My suggestion to people that know someone that’s alone and going through this, just drop by or just call and say, “I’m right around the corner. Do you need anything? I’m going to stop by.” … Rather than putting it on the person that is sick saying I need this or I need that.
If somebody had just come by and said, “While I’m here, I’m going to grab the cleaning stuff and clean the bathroom for you.” Those things were really hard for me to get done, but I didn’t want to call somebody and say will you come over and do this for me.
Other than that, I think I wouldn’t have. Hindsight’s different. I wish I would have pushed myself to move about more but I just didn’t have the energy.
Is there any advice or words of wisdom that you could give to someone who’s received a similar diagnosis?

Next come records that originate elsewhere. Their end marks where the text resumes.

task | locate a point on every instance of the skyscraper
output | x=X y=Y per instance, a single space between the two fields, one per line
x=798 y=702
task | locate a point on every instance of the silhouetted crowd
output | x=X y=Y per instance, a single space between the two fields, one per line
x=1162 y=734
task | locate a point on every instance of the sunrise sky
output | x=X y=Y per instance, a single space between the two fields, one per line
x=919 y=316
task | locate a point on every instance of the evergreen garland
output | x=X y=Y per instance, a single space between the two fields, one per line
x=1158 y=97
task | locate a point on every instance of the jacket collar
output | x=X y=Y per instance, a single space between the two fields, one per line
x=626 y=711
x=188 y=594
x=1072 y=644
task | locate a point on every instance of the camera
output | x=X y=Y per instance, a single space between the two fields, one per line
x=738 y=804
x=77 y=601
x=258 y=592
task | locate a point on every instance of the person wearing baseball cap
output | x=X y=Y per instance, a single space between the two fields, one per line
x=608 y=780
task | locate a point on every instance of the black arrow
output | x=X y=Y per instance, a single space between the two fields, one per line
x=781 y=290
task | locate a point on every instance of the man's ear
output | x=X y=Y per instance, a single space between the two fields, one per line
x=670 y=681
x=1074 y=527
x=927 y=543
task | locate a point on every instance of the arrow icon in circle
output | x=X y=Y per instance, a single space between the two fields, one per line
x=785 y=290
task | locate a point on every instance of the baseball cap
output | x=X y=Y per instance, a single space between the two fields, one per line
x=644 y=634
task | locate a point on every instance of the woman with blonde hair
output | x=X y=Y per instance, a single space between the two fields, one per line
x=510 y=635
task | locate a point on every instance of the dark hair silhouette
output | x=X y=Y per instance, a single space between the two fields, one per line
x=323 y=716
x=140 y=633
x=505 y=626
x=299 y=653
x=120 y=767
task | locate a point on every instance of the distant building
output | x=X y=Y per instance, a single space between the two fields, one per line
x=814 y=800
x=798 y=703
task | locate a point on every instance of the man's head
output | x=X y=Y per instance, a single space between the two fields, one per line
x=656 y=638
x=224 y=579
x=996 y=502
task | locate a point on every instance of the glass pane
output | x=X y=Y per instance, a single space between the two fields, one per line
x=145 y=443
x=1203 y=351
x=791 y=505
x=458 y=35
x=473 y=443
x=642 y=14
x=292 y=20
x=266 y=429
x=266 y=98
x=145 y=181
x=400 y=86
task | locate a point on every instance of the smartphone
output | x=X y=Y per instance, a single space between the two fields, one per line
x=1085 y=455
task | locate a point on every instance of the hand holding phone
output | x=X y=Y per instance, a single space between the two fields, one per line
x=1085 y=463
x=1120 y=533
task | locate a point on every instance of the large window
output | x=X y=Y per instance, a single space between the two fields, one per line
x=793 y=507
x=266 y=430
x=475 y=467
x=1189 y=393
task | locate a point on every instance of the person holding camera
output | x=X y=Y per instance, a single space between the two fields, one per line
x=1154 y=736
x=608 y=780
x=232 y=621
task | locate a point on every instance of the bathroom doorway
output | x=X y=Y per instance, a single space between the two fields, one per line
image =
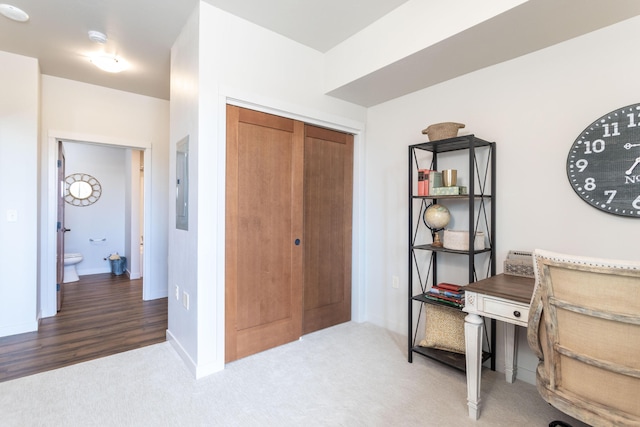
x=112 y=221
x=153 y=285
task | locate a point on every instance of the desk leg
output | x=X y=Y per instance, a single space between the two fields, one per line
x=510 y=351
x=473 y=326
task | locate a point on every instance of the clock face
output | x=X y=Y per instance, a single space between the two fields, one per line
x=603 y=165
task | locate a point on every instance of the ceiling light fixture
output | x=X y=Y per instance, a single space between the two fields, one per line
x=13 y=13
x=110 y=63
x=97 y=37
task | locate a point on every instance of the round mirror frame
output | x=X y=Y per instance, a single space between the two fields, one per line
x=81 y=180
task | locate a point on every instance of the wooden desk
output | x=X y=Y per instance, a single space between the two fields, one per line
x=501 y=297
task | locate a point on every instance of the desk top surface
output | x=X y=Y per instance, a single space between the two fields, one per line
x=505 y=286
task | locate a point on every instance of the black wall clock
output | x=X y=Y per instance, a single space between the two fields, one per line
x=603 y=165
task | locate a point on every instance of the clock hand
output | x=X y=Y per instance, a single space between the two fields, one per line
x=636 y=163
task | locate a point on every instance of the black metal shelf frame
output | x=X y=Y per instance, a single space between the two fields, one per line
x=482 y=192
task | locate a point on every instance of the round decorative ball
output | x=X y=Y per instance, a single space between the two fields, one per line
x=437 y=217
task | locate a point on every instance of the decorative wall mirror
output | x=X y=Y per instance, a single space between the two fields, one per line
x=182 y=184
x=81 y=189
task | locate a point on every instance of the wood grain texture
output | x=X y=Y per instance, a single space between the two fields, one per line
x=102 y=315
x=328 y=201
x=263 y=303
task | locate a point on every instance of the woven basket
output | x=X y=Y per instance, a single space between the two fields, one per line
x=442 y=130
x=519 y=263
x=459 y=240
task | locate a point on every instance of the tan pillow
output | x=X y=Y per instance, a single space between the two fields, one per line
x=444 y=328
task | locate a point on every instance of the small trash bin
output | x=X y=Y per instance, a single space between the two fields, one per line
x=118 y=265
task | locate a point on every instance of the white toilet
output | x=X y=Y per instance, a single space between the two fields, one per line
x=70 y=273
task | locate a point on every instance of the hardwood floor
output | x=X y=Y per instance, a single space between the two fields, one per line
x=101 y=315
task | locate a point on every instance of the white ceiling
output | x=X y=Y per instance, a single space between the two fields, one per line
x=143 y=31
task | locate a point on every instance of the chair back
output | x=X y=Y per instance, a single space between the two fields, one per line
x=584 y=326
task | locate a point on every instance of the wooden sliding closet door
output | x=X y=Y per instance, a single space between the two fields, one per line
x=328 y=200
x=264 y=203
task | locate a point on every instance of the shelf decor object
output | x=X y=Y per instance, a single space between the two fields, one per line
x=444 y=130
x=475 y=159
x=436 y=218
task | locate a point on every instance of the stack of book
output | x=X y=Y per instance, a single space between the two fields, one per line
x=447 y=293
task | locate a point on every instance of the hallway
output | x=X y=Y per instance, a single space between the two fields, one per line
x=102 y=314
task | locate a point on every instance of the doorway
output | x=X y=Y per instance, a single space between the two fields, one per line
x=288 y=269
x=47 y=287
x=107 y=219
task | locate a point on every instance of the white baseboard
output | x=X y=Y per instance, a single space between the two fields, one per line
x=197 y=371
x=21 y=328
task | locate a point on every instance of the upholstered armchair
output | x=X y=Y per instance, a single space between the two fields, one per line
x=584 y=326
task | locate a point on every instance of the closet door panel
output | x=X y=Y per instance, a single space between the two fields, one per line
x=328 y=198
x=264 y=218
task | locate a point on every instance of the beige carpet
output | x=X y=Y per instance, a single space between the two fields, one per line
x=349 y=375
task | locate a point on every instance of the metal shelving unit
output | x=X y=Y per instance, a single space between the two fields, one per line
x=480 y=205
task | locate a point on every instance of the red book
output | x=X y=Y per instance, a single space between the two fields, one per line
x=423 y=182
x=450 y=287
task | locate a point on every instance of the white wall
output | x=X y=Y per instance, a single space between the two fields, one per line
x=19 y=104
x=77 y=111
x=533 y=107
x=104 y=219
x=220 y=58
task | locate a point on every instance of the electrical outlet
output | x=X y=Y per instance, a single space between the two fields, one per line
x=395 y=282
x=185 y=299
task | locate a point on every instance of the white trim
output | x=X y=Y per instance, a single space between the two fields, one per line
x=48 y=233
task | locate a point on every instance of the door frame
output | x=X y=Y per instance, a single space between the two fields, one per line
x=47 y=289
x=358 y=295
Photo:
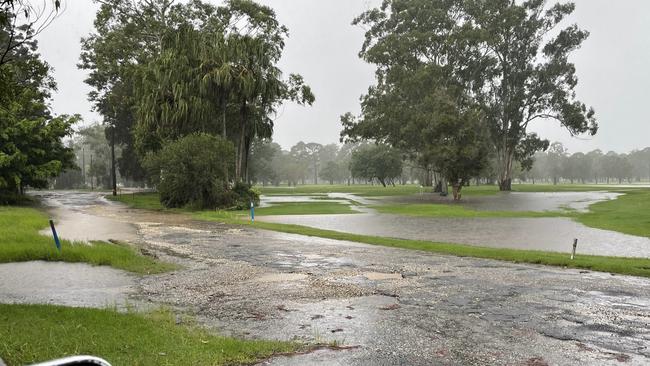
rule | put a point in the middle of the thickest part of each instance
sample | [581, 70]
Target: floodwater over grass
[533, 222]
[21, 241]
[36, 333]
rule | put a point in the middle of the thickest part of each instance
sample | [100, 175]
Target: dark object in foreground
[76, 361]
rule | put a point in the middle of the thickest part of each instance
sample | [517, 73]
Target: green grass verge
[20, 241]
[456, 210]
[629, 213]
[150, 201]
[619, 265]
[405, 190]
[36, 333]
[147, 201]
[365, 190]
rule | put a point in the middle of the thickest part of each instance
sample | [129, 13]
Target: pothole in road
[379, 276]
[281, 277]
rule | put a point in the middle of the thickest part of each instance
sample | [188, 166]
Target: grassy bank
[146, 201]
[628, 214]
[33, 333]
[409, 189]
[20, 241]
[619, 265]
[303, 208]
[150, 201]
[366, 190]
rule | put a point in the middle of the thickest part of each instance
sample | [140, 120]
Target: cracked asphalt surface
[387, 306]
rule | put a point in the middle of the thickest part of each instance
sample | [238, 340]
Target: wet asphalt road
[390, 306]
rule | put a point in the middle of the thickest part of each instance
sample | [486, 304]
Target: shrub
[192, 171]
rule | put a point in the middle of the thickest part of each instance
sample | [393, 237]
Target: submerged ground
[391, 306]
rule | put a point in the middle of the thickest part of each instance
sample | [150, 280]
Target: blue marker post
[56, 237]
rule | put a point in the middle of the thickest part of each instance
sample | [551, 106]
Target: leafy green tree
[492, 55]
[335, 171]
[128, 35]
[263, 153]
[421, 103]
[31, 139]
[221, 64]
[379, 162]
[189, 172]
[527, 75]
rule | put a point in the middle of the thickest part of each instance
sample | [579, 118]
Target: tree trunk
[113, 172]
[239, 161]
[505, 176]
[456, 188]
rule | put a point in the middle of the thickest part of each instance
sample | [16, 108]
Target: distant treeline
[557, 165]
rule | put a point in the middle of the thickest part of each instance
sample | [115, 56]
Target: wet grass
[618, 265]
[150, 201]
[456, 210]
[366, 190]
[20, 241]
[410, 189]
[302, 208]
[36, 333]
[629, 213]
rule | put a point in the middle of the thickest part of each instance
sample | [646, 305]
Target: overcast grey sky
[613, 68]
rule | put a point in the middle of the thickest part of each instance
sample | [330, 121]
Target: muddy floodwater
[85, 216]
[518, 201]
[70, 284]
[385, 306]
[548, 234]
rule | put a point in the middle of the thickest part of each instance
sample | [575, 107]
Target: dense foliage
[380, 162]
[486, 65]
[557, 165]
[31, 147]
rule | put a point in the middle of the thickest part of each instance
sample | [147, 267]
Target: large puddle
[549, 234]
[69, 284]
[74, 219]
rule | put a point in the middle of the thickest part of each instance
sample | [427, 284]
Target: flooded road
[85, 216]
[69, 284]
[389, 306]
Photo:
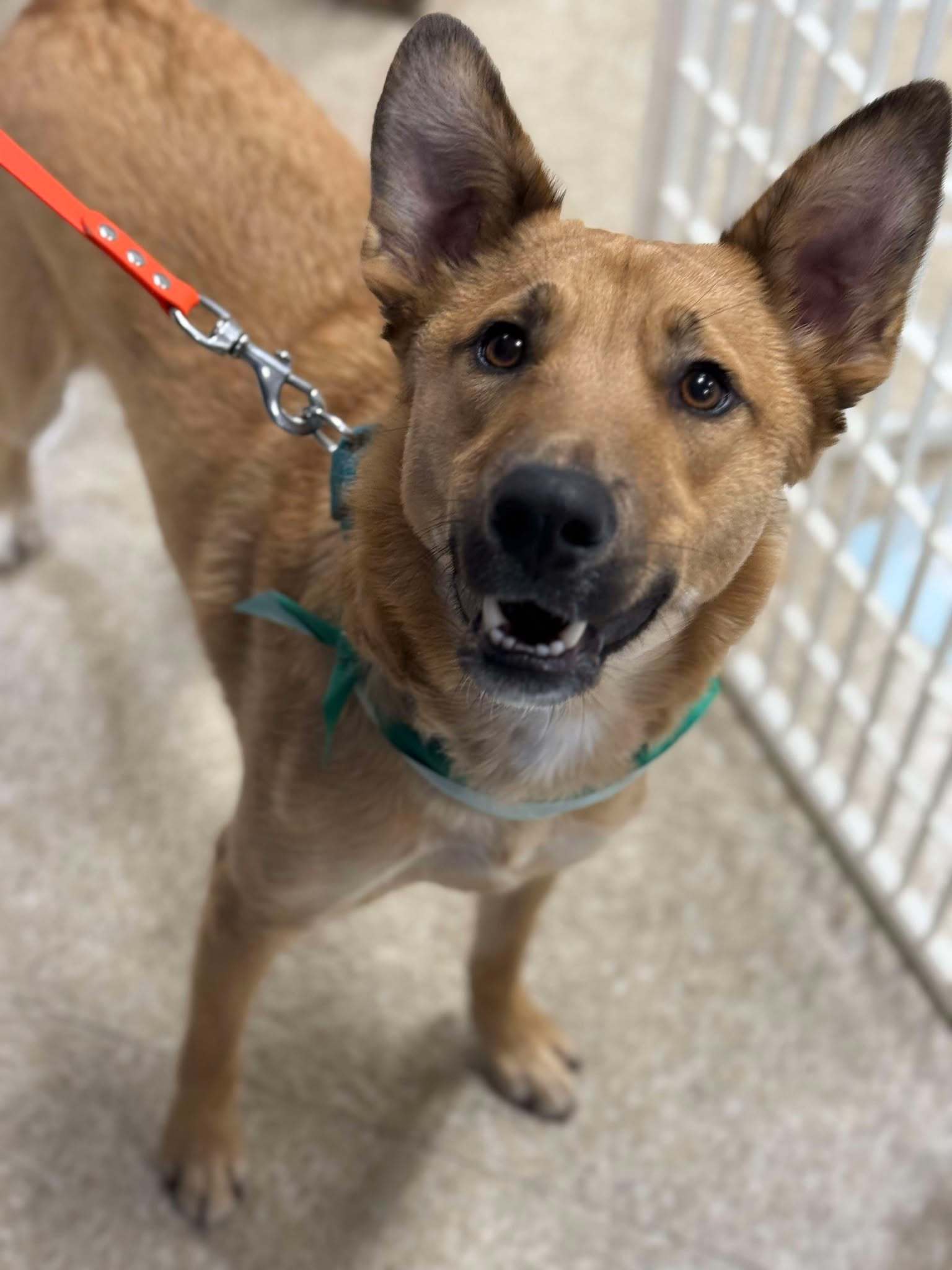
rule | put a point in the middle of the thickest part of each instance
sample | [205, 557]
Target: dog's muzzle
[547, 602]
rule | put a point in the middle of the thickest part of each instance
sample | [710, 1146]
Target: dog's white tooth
[491, 614]
[573, 633]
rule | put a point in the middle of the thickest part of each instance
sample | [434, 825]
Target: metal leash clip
[275, 375]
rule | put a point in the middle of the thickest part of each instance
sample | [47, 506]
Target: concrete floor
[765, 1088]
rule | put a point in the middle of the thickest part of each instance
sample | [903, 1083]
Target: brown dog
[584, 446]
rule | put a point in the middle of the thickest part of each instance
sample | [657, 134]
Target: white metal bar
[744, 687]
[716, 56]
[664, 121]
[909, 739]
[943, 505]
[739, 164]
[910, 734]
[881, 50]
[829, 81]
[790, 78]
[931, 41]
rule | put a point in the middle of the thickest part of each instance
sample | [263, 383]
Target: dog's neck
[399, 613]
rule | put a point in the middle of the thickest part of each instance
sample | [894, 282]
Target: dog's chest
[494, 855]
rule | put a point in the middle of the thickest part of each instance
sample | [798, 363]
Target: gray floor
[765, 1088]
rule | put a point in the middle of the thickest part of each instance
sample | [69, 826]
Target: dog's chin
[521, 653]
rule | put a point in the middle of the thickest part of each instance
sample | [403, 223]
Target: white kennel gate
[848, 677]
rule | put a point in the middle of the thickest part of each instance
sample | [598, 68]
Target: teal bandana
[428, 757]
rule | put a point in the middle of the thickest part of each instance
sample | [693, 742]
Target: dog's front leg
[202, 1153]
[526, 1055]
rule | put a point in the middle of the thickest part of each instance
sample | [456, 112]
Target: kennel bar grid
[848, 676]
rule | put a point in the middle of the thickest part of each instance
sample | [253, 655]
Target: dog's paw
[20, 538]
[531, 1064]
[203, 1165]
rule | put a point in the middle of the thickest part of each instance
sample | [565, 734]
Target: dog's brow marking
[685, 328]
[539, 304]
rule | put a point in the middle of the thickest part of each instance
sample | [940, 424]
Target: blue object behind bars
[935, 605]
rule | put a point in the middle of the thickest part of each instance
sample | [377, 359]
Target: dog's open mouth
[526, 649]
[524, 629]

I would say it’s not the end of the world. When I called and told my son and at that time I didn’t know it was stage three, he just fell apart. I think he thought I was going to die.
But you know I said, “I’m going to be okay. I’m going to be okay, and I am okay.” When you get a diagnosis like that, especially when you’re talking about a stage three or four, your immediate thought is this is the end and it doesn’t have to be.
There are people out there to help you and support you and get you through this. You can get to the other side of it.
The other thing I would mention would be to go to Dr. Castillos. He was so supportive and fantastic. I couldn’t imagine going through this without him.